Тем временем как привычно курсирующий по обыденному ежедневному маршруту героя, незаменимый словно кровь, разливающаяся по нашим сосудам, рогатый людоед-трамвай, погрузившись в дрем, пустовал: давно уж опорожнив свое брюхо, чинно отстаиваясь в хоть изредка окутываемом маревом беззвучия громадном депо, закономерно располагающемся в самом сердце такого же, как и оно само, монструозного человейника…

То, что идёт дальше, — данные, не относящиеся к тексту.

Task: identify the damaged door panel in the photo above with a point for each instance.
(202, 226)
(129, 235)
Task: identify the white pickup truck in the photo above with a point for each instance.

С намеком на величие и даже некую историческую значимость; жаль ныне на право и на лево переписывающуюся. Доставшуюся нам в наследство от сюрреалистичного в своей незавершённости социалистического покойника – сразу же после смерти предательски высмеянного жиреющими потомками, но до сих пор временами воскресающего уродливыми шаржами в головах миллионов вечно обманутых людей, принимавших самое что ни на есть активное участие в его не только всесоюзно одобренной похоронной процессии.
Расставляем капканы
"Как же я рада, что ты все-таки забрал меня оттуда. Терпеть не могу это беззаботное, удушающее "оттуда"; неизвестно почему именующееся железобетонными десятилетиями ночным клубом", – обращалась к нему, как тогда казалось парню, самая очередная: случайная и однодневная, а точнее – почасовая и неповторимо-ночная спутница. Кажется, ее звали Мар… Мариной. Или Марией?
Какая разница? Юношу это совершенно не интересовало. Скорее наоборот – его перманентно помутненное, вечно убегающее от клыкастой реальности и, наконец, зацикленное лишь на самом себе сознание вполне вероятно смогло бы принять очевидную личную невнимательность по отношению к собеседнице за случайно подаренный Вселенной комплимент; и угадайте в чью бы он был сторону?
Например, Марк был бы крайне рад и вполне простому, заурядному: "Да, парень, ты сегодня нереально крут и без труда в очередной раз возьмешь свое!"
Но в настоящий, возможно даже детский восторг, вероятнее всего, наш главный, пусть местами и до ужаса второстепенный герой пришел бы от немного другой формы; например, от такой: "Быть мудаком нынче стильно. И у тебя это отлично получается! Продолжай в том же духе, в духе по-настоящему тебе родной – мертворожденной эпохи, сковывающей плечи твоего рассыпающегося в прах настоящего".
***
Они медленно продвигались сквозь кромешную темноту и мрачные кроны, наголо обритые нагрянувшей внезапно; словно весеннее обострение или осенний воинский призыв, вероломно начавшийся в этот раз уже летом; голодной зимой. Обглоданные морозом, стоявшие в первых рядах вдоль хаотичного проложенного маршрута, ведомого лишь отчаянным порывом то ли ребяческого, то ли наоборот – с натяжкой дорабатывающего свою последнюю, передпенсионную смену сердца; все новые и новые каштаны теперь оставались позади наших не случайных, но случайно оказавшихся рядом знакомых. Темно-коричневые, давно обезоруженные столбы только молча провожали их стеклянным, оцепеневшим от извечно повторяющейся трехмесячной безнадеги, взглядом.